My block operation completion handler is displaying random results. Not sure why. I've read this and all lessons say it is similar to Dispatch Groups in GCD
Please find my code below
import Foundation
let sentence = "I love my car"
let wordOperation = BlockOperation()
var wordArray = [String]()
for word in sentence.split(separator: " ") {
wordOperation.addExecutionBlock {
print(word)
wordArray.append(String(word))
}
}
wordOperation.completionBlock = {
print(wordArray)
print("Completion Block")
}
wordOperation.start()
I was expecting my output to be ["I", "love", "my", "car"] (it should display all these words - either in sequence or in random order)

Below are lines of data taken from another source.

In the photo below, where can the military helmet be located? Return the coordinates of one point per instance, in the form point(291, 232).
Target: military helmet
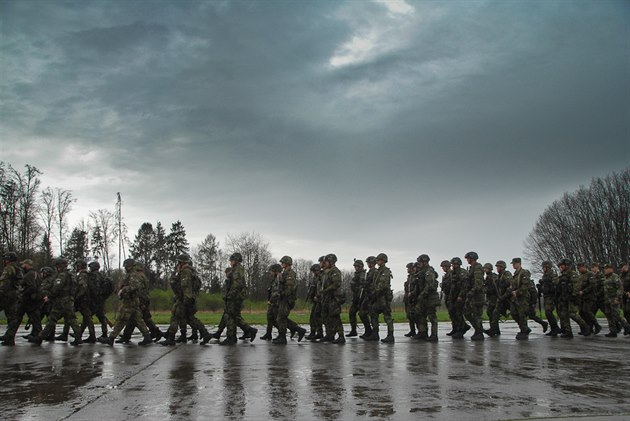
point(10, 256)
point(565, 262)
point(46, 269)
point(60, 261)
point(129, 263)
point(471, 255)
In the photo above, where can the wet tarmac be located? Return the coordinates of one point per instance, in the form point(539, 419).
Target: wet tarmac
point(500, 378)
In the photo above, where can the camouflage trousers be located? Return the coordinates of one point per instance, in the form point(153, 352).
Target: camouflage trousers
point(550, 305)
point(62, 308)
point(233, 318)
point(613, 316)
point(331, 316)
point(520, 311)
point(315, 318)
point(568, 310)
point(129, 311)
point(183, 314)
point(382, 306)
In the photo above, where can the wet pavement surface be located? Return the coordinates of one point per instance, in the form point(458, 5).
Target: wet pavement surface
point(500, 378)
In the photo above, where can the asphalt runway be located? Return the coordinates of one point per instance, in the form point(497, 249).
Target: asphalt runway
point(497, 379)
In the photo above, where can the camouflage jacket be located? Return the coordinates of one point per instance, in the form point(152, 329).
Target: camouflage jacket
point(612, 288)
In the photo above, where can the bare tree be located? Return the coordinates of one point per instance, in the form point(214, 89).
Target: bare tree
point(591, 224)
point(104, 232)
point(256, 259)
point(63, 206)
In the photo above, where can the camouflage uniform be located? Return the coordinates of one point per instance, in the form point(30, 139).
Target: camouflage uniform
point(366, 298)
point(381, 302)
point(62, 294)
point(234, 297)
point(130, 290)
point(355, 287)
point(332, 299)
point(548, 288)
point(185, 304)
point(567, 302)
point(427, 300)
point(519, 304)
point(459, 278)
point(474, 299)
point(9, 280)
point(29, 303)
point(613, 291)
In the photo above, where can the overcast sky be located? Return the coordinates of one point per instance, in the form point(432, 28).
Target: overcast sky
point(351, 127)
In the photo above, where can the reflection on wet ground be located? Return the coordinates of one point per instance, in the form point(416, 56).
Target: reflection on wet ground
point(497, 379)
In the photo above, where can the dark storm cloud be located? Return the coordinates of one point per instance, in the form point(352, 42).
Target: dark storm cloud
point(392, 127)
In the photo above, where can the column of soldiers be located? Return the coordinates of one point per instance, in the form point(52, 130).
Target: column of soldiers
point(56, 293)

But when I run my output is either ["my"] or ["love"] or ["I", "car"] - it prints randomly without all expected values
Not sure why this is happening. Please advice
The problem is that those separate execution blocks may run concurrently with respect to each other, on separate threads. This is true if you start the operation like you have, or even if you added this operation to an operation queue with maxConcurrentOperationCount of 1. As the documentation says, when dealing with addExecutionBlock:
The specified block should not make any assumptions about its execution environment.
On top of this, Swift arrays are not a thread-safe. So in the absence of synchronization, concurrent interaction with a non-thread-safe object may result in unexpected behavior, such as what you’ve shared with us.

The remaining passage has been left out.